Dormi cedo para chegar em tempo de ver as primeiras luzes do dia e acordei antes das 5h30. Caía um chuvisco, peguei a bicicleta e rumei para Copacabana, onde muita gente faz aula logo de manhazinha.

Ainda havia muito silêncio nas ruas, poucos carros, gente chegando para correr e fazer atividade física na areia. Os barraqueiros colocando o negócio em pé, caminhão estacionado em local proibido descarregando as cadeiras para os turistas, mais alguém armando uma rede de vôlei, dois aposentados jogando futebol. A paisagem que sempre me deixa sem fôlego. A paisagem que anestesia os sentimentos. É bonito demais.

Foram quase quatro anos me perguntando como as pessoas moravam aqui. Já são quase dois que me resignei a olhar a paisagem. Parei de apontar o dedo para a violência, para a desigualdade, para a corrupção, para a falta de saneamento básico, para gente morta com bala perdida, para gente morta, para a parte pobre e feia da cidade. Acovardei-me. Finalmente pareço adaptada.

Ao chegar em Copa, percebi o mar meio nervoso e resolvi adiar minha estreia na natação. Foi quando dei uma olhada nas dezenas de mensagens no celular e nos posts que se repetiam nas redes sociais. Marielle, vereadora do PSOL, havia sido morta. "Execução", diziam algumas matérias.

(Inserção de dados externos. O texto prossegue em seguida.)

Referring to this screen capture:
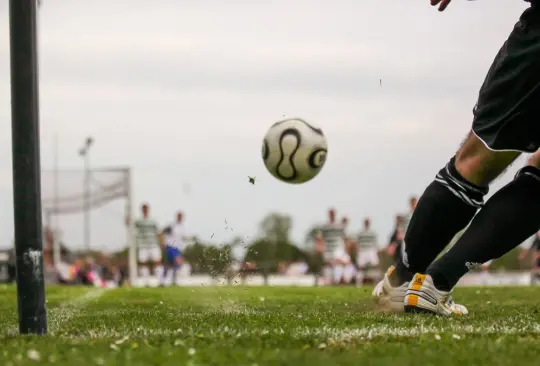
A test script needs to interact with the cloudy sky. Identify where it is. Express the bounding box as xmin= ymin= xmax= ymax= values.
xmin=0 ymin=0 xmax=526 ymax=253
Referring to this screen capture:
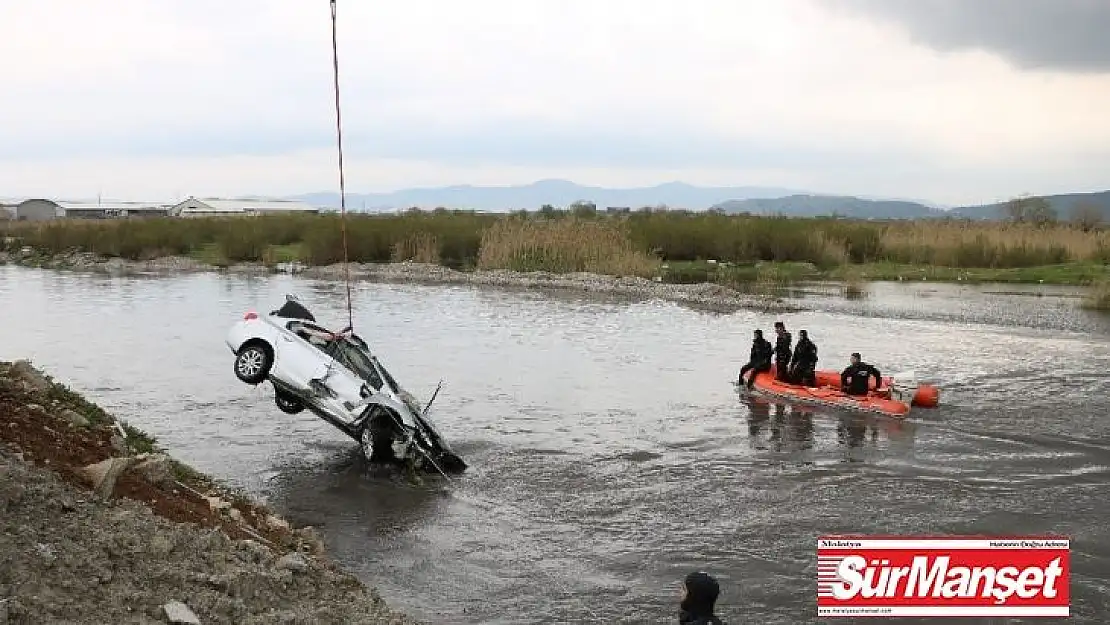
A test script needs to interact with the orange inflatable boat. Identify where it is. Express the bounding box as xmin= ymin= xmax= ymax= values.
xmin=753 ymin=365 xmax=940 ymax=419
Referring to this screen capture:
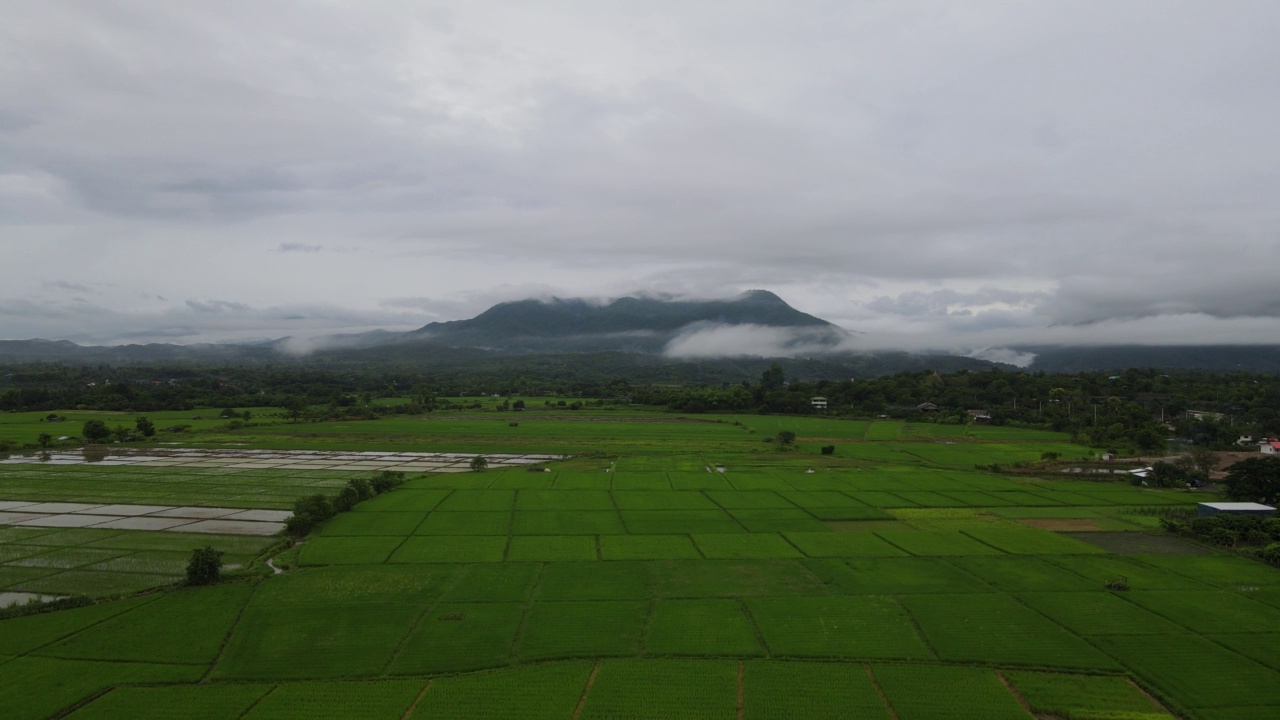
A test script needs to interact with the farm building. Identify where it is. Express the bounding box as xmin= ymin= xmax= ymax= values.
xmin=1196 ymin=502 xmax=1276 ymax=518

Mais uma pessoa morta, entre os quase 60 mil que enchem as nossas estatísticas. Por que me senti tão devastada o dia todo? Por que me senti tão triste? Porque era uma liderança importante. Porque era uma vereadora eleita. Porque, se comprovada a morte encomendada, as pessoas que devem estar por trás do seu assassinato —durante uma intervenção federal—  nos jogam na cara a falência total do Estado em proteger qualquer pessoa, e colocam toda a população numa posição de reféns de um cotidiano violento e sem solução.​​

A morte de Marielle deveria unir as pessoas contra a corja de políticos, bandidos e milícias que destruiu o Rio de Janeiro. Mas o dia de hoje mostrou que isso está longe de acontecer. Como bem definiu um amigo, o que mais vimos foi indignação barata, politização imbecil, raciocínio torto, falta de informação, forçação de barra para encaixarem a realidade em um discurso —de ambos os lados. A realidade é uma só: estamos perdidos.

Queria acreditar que a morte de Marielle será um divisor na questão da segurança pública do Rio de Janeiro, mas a sensação é a de que nada vai mudar. Quem matou Marielle parece ter certeza disso.

Na volta para casa, pedalando pela orla da zona sul, me veio um sentimento muito ruim de que tudo vai continuar do mesmo jeito ao perceber que a vida continuava. As cadeiras e guarda-sóis na areia, as pessoas se exercitando, os bares do calçadão abrindo as janelas, o caminhão do gelo parado em local proibido, gente correndo, gente sorrindo, gente ouvindo música, o sol já bastante quente. E aquela paisagem linda. A paisagem que anestesia. Estamos perdidos.